概要
飛天御剣流奥義。超神速の抜刀術。
右足を前にして抜刀する抜刀術の常識(※1)(※2)を覆し、抜刀する瞬間に絶妙のタイミングで鞘側の足、つまり左足を踏み出す。その踏み込みにより刀を加速し、神速の抜刀術を「超神速」にまで昇華させる技である。
理屈こそ簡単ではあるが、刀側の足を前に出した状態で抜刀攻撃は身体のバランスを崩すと同時に自分の足を斬る恐れがある。生死をわける極限状態での左足の踏み込みには確固たる信念が必要不可欠であり、「捨て身」「死中に活を見出す」などの後ろ向きな気持ちを一片でも含んでいては絶対成功しない…と、瀬田宗次郎は評している。
初撃をかわされたとしても、超神速の刀に弾かれた空気と真空領域によって敵の行動を阻害し、まるで掃除機のように相手を引き寄せ、特異な踏み込みによる強力な二撃目で仕留めることができる。
天翔龍閃に限らず、「飛天御剣流の抜刀術は、隙が全て生じない二段構え(双龍閃で言えば鞘での攻撃)になっている」と、比古清十郎は語る。
威力は絶大であり、師匠の比古を一撃で失神昏倒させたのを皮切りに、蒼紫、宗次郎を倒し、志々雄真実にも絶大なダメージを与え、人誅編に至っては外印を夷腕坊ごと十数m上空までぶっ飛ばしていた。
派生作品
キネマ版では九頭龍閃が奥義となったため、奥義とは別の「最速抜刀術」という位置づけとなり、技の読みも「てんしょうりゅうせん」に改められた。
九頭龍閃と同じく、剣心が抜刀斎となる前にすでに会得している設定となっている。
PS十勇士陰謀編では、RPGという都合上、一撃目しか登場しない。
PS2炎上!京都輪廻では原作通り、一撃目が当たらなかった場合に二撃目に移行する。
PSP再閃では一撃目のみ。
PSP完醒では、一撃目の後、真空の空間のエフェクトをバックに二発目を放つ。
脚注
※1
通常刀は左腰に備えるため、左足を前にすると抜刀時に斬ってしまう危険性がある
※2
左足を前に出す抜刀術が存在しないわけではない。著名な流派では以下がある。
・ 神夢想林崎流(居合術): 右身の技が、ほぼ天翔龍閃の体勢と一致する
・ 香取神道流(剣術): 立合抜刀一本目の冒頭、抜くと同時に踏み切り、左足を前に出す
・ 信抜流(居合術): 左足を出して抜くのが基本の流派 (但し、間合いにより踏み換える)
余談
誤解されることがあるが、天翔龍閃は右足→左足の順に踏み込むのであり左足のみを踏み込むのではない。左足だけだとただの「踏み込む足を変えただけの神速の抜刀術」でしかなく、抜刀時に加重と加速がかからず超神速に達しない。
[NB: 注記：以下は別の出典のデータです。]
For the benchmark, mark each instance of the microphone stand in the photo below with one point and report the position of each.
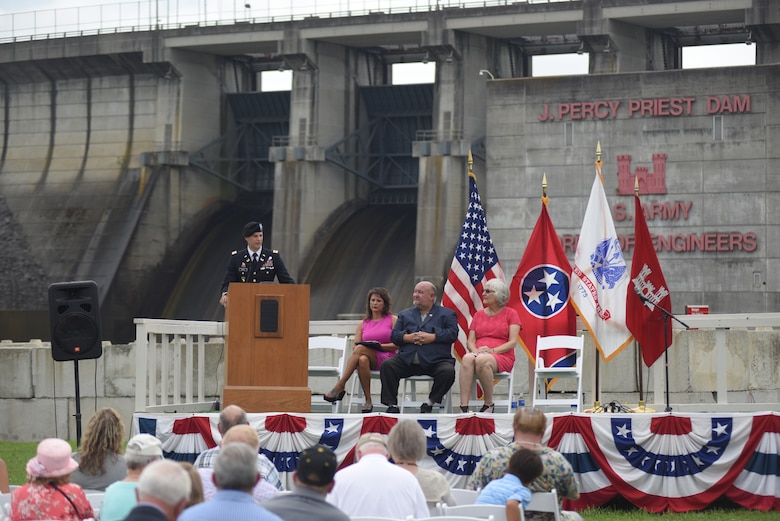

このことは正体を見破った宗次郎からも言及されており、単行本12巻の初披露の時点でも、まず右足を踏み込んだ後に次のコマで更に左足を踏み込んでいるのがちゃんと描かれている。また、アニメ版や実写版でもちゃんと右足→左足の順に踏み込んでいる。
このように誤解されるのは、技を繰り出す時に左足の踏み込みだけで右足の踏み込みの描写が省略されがちなことに加え、志々雄戦で方治らが足の踏み込みを警戒する際に「左足を踏み込むか否か」ではなく「右か左か」と描かれてしまったのが原因と思われる。